Cambodia: The search for truth in Khmer Rouge-era bones

Cambodia: The search for truth in Khmer Rouge-era bones

'We know people died, but how?' researcher asks, as she embarks on project to ascertain cause of death from bones

By Lauren Crothers

PHNOM PENH (AA) - The first forensic research of its kind is underway in Cambodia in a bid to paint a demographic picture of the victims of the Khmer Rouge and the manner in which they were put to death.

Anecdotally, there have been numerous witness accounts describing the grisly ways in which the ultra-Maoist soldiers would dispatch their captives.

Some were bound together, others dug their own graves, some were hit with machete-like weapons in the back of the skull, others were shot.

Julie Fleischmann, a PhD student from the U.S.’ Fulbright program, told the Anadolu Agency on Monday that her forensic anthropological research will build upon work that was started by her Cambodian counterparts at the Toul Sleng Genocide Museum.

Ultimately, she hopes the results will be able to provide a more definitive answer with regard to how the Khmer Rouge executed their victims.

"We have eyewitness statements and historical records, but we have yet to actually go back to what’s physically left,” she said.

“This is the first time that bones are being analyzed.”

In a speech outlining the aims of her research, Fleischmann explained that she is honing in on specific data: the age-at-death and sex of the victims.

As records were kept fastidiously at Toul Sleng prison -- known as S-21-- when it was being operated by the Khmer Rouge, there have been “hundreds of thousands of document” to choose from.

Fleischmann has so far spent two months combing through a sample of 97 execution lists that were drawn up between March 1976 and September 1978.

“It’s very, very rare to have documents providing information about people before they died, so the archives at S-21 are an invaluable resource for researchers and anthropologists,” she said.

According to the lists, 5,972 victims had a listed execution date.

Not all had sex and age listed, but 4,907 were male and 876 were female.The average age was 29, but the range of victims aged from as young as 11 to 77.

Studying the remains of victims of a large-scale atrocity is important, Fleischmann said, because it “provides information not available from other sources, especially with regard to traumatic injuries.”

“We know people died, but how?” she asked.

The bones under examination will slowly reveal that to researchers over the next year.

“If there were no eyewitnesses to an atrocity, the human remains may be all we have to understand what happened,” she said.

“Evidence of violence is important for justice. If leaders of violent regimes are held accountable in a court of law…remains can explain the violence that occurred.”

Cambodia is a special case, because it is “one of only a few countries where human remains are accessible from a recent human rights atrocity,” she said.

To that end, her research is focusing on the execution sites of Choeung Ek -- widely known as The Killing Fields, and the place where a majority of S-21 captives were sent to their deaths -- and the Kraing Ta Chan security center in neighboring Takeo province.

The work so far has not been without its challenges; when the initial exhumations were being carried out around the country, skulls were separated from the rest of the bodies.

It is the skulls that Fleischmann is focusing her work on.
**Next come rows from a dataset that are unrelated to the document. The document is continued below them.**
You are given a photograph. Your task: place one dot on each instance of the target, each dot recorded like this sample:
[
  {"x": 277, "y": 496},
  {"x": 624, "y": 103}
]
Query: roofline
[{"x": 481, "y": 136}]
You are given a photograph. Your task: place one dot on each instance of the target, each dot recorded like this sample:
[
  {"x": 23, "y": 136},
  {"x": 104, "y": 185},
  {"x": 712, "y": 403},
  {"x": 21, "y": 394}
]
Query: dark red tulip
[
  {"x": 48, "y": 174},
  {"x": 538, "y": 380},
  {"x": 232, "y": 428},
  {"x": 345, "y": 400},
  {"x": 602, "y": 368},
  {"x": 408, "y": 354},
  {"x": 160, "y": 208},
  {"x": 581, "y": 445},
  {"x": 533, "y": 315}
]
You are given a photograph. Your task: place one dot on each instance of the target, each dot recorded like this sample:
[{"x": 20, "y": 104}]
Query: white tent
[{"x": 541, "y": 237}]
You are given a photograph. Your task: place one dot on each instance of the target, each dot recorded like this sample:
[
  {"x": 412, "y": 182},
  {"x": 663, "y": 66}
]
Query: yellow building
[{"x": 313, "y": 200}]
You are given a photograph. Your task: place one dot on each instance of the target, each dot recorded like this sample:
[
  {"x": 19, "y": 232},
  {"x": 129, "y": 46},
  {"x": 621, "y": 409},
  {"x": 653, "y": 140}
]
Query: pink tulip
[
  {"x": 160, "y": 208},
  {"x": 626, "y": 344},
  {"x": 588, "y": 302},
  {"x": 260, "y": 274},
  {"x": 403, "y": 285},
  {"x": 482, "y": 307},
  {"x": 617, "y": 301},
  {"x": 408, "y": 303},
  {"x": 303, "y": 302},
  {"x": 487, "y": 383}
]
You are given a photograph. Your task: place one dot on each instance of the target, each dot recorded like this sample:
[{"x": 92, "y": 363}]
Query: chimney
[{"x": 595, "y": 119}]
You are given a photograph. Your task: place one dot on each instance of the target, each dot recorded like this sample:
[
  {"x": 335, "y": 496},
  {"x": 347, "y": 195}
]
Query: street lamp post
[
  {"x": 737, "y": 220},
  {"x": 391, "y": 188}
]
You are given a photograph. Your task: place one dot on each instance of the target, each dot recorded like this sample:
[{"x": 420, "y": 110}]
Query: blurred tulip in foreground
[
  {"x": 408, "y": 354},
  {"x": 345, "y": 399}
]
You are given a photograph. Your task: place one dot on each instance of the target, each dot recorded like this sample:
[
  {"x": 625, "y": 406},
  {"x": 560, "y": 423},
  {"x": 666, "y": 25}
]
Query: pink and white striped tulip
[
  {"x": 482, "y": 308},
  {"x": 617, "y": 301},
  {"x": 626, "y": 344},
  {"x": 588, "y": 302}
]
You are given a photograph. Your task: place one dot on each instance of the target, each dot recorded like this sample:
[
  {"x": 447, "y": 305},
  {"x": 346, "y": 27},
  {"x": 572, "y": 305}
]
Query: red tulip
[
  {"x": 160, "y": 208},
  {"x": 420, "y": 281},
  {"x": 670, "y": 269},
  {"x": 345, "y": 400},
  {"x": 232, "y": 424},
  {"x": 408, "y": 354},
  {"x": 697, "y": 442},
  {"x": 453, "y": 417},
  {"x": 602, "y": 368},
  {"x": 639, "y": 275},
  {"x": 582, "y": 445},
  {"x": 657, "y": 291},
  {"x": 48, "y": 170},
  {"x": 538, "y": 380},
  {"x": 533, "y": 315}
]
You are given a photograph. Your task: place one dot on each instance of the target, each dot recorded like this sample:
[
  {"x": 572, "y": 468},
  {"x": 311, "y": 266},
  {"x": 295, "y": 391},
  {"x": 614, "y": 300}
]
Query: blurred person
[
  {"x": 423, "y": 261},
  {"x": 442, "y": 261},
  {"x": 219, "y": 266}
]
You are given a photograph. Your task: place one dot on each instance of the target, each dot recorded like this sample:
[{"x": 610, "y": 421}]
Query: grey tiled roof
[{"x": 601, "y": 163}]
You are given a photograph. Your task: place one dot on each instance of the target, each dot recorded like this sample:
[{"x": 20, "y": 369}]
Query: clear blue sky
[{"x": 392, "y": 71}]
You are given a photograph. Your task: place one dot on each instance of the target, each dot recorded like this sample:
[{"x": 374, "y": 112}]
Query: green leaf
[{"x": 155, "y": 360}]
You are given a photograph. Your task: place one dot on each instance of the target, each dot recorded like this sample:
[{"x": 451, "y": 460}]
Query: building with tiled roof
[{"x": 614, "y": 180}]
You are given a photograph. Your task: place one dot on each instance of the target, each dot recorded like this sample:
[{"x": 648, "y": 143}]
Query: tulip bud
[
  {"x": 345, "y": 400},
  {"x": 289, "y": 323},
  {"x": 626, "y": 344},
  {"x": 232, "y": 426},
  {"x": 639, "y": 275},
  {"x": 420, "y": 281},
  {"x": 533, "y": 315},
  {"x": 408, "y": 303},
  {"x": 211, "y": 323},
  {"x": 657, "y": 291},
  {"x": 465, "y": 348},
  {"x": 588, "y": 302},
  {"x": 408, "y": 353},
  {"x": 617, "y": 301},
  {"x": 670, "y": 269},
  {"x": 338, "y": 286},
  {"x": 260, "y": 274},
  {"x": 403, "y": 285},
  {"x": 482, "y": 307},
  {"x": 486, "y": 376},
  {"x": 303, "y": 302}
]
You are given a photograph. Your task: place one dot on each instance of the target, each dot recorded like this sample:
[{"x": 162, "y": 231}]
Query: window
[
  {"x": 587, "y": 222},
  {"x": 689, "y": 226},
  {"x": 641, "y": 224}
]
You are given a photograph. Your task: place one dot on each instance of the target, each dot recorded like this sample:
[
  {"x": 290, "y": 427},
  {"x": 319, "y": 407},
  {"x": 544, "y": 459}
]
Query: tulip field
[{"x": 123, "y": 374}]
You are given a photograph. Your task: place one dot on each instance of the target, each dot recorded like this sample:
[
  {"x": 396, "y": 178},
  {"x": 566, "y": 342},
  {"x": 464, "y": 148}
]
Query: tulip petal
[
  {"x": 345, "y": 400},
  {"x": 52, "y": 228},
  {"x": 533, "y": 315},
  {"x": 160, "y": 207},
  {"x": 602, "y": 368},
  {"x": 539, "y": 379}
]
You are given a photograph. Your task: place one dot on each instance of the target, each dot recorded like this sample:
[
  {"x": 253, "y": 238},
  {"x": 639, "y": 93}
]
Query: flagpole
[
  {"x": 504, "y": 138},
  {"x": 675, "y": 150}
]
Depending on visible injuries, she will be able to deduce what kind of trauma was inflicted.

The research is coinciding with hearings at the Khmer Rouge tribunal that are focusing on S-21 and Kraing Ta Chan -- among other places -- as key crime sites at which genocide, murder and internal purges were carried out.

Kaing Guek Eav, alias Duch, is set to appear before the court as a witness in the first week of June.

Duch was the chairman of S-21 and is currently serving a life prison sentence after being found guilty of crimes against humanity in 2012.

An estimated 1.5 million people died under the Khmer Rouge between April 1975 and January 1979.